If you refuse to let them go and continue to hold them [in slavery],
the LORD will bring a terrible plague on your livestock, including your horses, donkeys, camels, cattle, sheep, and goats.
But the LORD will distinguish between Israel's livestock and the livestock of the Egyptians. No animals belonging to the Israelites will die.'"
The LORD set a definite time. He said, "Tomorrow I will do this."
The next day the LORD did as he said. All the livestock of the Egyptians died, but none of the Israelites' animals died.
Pharaoh found out that not one of the Israelites' animals had died. Yet, Pharaoh continued to be stubborn and would not let the people go.
Then the LORD said to Moses and Aaron, "Take a handful of ashes from a kiln, and have Moses throw them up in the air as Pharaoh watches.
They will become a fine dust throughout Egypt. The dust will cause boils to break into open sores on people and animals throughout Egypt."

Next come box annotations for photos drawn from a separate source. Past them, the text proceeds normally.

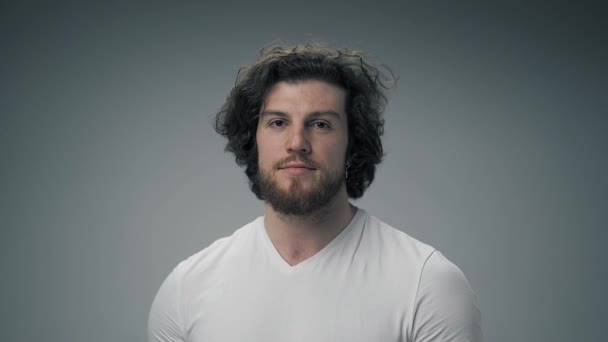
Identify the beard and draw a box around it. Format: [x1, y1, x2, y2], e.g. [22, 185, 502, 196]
[258, 158, 344, 216]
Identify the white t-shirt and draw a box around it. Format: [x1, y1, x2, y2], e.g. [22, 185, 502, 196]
[148, 209, 482, 342]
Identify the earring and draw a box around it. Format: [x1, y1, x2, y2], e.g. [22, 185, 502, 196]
[344, 162, 350, 179]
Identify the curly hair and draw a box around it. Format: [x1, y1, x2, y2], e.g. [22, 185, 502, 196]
[214, 44, 397, 200]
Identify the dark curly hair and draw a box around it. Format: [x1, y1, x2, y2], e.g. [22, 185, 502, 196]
[214, 44, 397, 199]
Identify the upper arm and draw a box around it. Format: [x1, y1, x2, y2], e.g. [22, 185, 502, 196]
[412, 251, 483, 342]
[148, 268, 186, 342]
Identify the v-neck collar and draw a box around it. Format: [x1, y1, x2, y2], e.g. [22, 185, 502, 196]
[258, 208, 366, 274]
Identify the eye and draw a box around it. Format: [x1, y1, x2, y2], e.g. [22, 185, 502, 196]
[268, 119, 285, 127]
[312, 121, 331, 129]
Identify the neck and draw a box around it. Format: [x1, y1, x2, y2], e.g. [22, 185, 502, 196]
[264, 192, 357, 266]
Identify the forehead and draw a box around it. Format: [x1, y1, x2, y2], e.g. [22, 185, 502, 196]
[262, 80, 346, 116]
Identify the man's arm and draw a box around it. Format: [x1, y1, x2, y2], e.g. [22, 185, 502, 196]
[411, 251, 483, 342]
[148, 268, 186, 342]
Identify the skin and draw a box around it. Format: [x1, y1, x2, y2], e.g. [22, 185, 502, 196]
[256, 80, 356, 266]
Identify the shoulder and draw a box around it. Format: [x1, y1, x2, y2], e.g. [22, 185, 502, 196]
[411, 251, 483, 341]
[364, 214, 435, 271]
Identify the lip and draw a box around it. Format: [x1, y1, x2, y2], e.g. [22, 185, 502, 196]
[280, 166, 315, 176]
[280, 163, 315, 170]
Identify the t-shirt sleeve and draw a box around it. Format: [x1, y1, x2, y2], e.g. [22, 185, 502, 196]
[412, 251, 483, 342]
[148, 267, 186, 342]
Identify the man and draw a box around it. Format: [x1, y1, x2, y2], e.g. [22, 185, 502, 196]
[149, 45, 482, 342]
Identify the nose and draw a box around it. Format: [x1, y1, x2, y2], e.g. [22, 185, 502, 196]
[287, 127, 310, 153]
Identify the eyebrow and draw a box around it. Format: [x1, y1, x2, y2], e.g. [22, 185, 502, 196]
[260, 110, 342, 120]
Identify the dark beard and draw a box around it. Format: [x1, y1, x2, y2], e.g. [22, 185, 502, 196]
[258, 169, 344, 216]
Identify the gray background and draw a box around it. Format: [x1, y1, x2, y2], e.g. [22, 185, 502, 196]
[0, 1, 608, 342]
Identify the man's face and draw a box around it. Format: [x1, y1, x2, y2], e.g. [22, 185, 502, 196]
[256, 80, 348, 215]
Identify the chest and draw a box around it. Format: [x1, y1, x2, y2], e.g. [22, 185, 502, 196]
[187, 277, 408, 342]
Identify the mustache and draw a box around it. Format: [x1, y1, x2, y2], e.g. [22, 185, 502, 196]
[273, 156, 319, 170]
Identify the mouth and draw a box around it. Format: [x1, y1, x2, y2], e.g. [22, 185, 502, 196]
[279, 163, 316, 175]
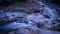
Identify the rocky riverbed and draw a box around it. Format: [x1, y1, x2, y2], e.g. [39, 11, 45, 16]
[0, 1, 60, 34]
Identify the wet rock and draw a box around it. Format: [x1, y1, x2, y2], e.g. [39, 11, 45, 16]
[16, 27, 42, 34]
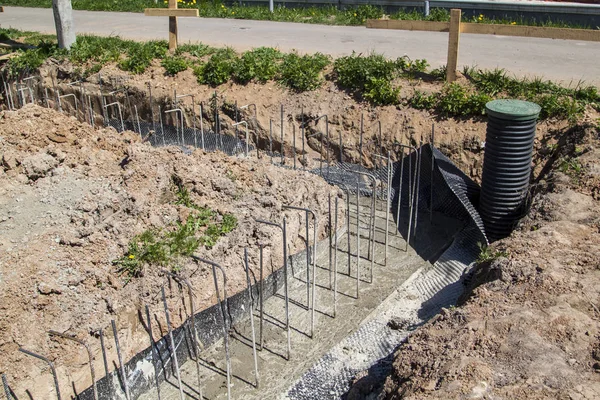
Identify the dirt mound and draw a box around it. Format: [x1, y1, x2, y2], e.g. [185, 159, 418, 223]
[0, 106, 344, 398]
[380, 133, 600, 399]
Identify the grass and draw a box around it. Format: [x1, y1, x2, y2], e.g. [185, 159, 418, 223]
[3, 0, 598, 29]
[0, 29, 600, 124]
[112, 177, 237, 283]
[477, 243, 508, 264]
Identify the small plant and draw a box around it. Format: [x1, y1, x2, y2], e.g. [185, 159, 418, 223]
[429, 65, 447, 81]
[113, 181, 237, 283]
[279, 53, 329, 92]
[408, 90, 438, 110]
[233, 47, 281, 83]
[160, 56, 188, 76]
[175, 43, 217, 58]
[558, 158, 584, 180]
[194, 48, 237, 86]
[477, 243, 508, 264]
[396, 56, 429, 79]
[363, 78, 400, 105]
[119, 41, 168, 74]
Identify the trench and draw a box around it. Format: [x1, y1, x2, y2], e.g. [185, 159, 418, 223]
[4, 78, 486, 399]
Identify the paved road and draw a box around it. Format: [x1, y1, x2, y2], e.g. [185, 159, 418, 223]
[0, 7, 600, 85]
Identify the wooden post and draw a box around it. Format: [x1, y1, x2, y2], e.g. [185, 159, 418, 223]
[144, 0, 198, 51]
[52, 0, 76, 49]
[446, 9, 461, 82]
[169, 0, 177, 51]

They took ashes from a kiln and stood in front of Pharaoh. Moses threw the ashes up in the air, and they caused boils to break into open sores on people and animals.
The magicians couldn't compete with Moses because they had boils like all the other Egyptians.
But the LORD made Pharaoh stubborn, so he wouldn't listen to Moses and Aaron, as the LORD had predicted to Moses.
Then the LORD said to Moses, "Early in the morning, go to Pharaoh and say to him, 'This is what the LORD God of the Hebrews says: Let my people go to worship me.
Now I will send plagues that will affect you personally as well as your officials and people. This is how you will know that there is no one like me anywhere on earth.
By now I could have used my power to kill you and your people with a plague that would have wiped you off the earth.
But I have spared you for this reason. I want to show you my power and make my name famous throughout the earth.
You are still blocking my people from leaving.
So, at this time tomorrow I will send the worst hailstorm that has ever happened in Egypt since the beginning of its history.
Now, send [servants] to bring your livestock and everything else you have indoors. All people and animals still outside and not brought in will die when the hail falls on them.'"
Those members of Pharaoh's court who listened to the LORD's warning brought their servants and cattle indoors quickly.
But those who didn't take the LORD's warning seriously left their servants and animals out in the open.
Then the LORD said to Moses, "Lift your hand toward the sky, and hail will fall on people, animals, and every plant in the fields of Egypt."
When Moses lifted his staff toward the sky, the LORD sent thunder and hail, and lightning struck the earth. So the LORD made it hail on Egypt.
It hailed, and lightning flashed while it hailed. This was the worst storm in all the land of Egypt since it had become a nation.
All over Egypt the hail knocked down everything that was out in the open. It struck down people, animals, and every plant in the fields and destroyed every tree in the fields.
The only place it didn't hail was the region of Goshen, where the Israelites lived.
Then Pharaoh sent for Moses and Aaron. "This time I have sinned," he told them. "The LORD is right, and my people and I are wrong.
Pray to the LORD. We've had enough of God's thunder and hail. I'll let you go; you don't have to stay here any longer."
Moses replied, "As soon as I'm out of the city, I'll spread out my hands to the LORD in prayer. The thunder will stop, and there will be no more hail. This is how you will know that the earth belongs to the LORD.
But I know that you and your officials still don't fear the LORD God."
(The flax and the barley were ruined, because the barley had formed heads and the flax was in bloom.
Neither the wheat nor the wild grain was damaged, because they ripen later.)
As soon as he left Pharaoh and went out of the city, Moses spread out his hands to the LORD in prayer. The thunder and the hail stopped, and no more rain came pouring down on the ground.
When Pharaoh saw that the rain, the hail, and the thunder had stopped, he sinned again. He and his officials continued to be stubborn.
Pharaoh was stubborn and would not let the Israelites go, as the LORD had predicted through Moses.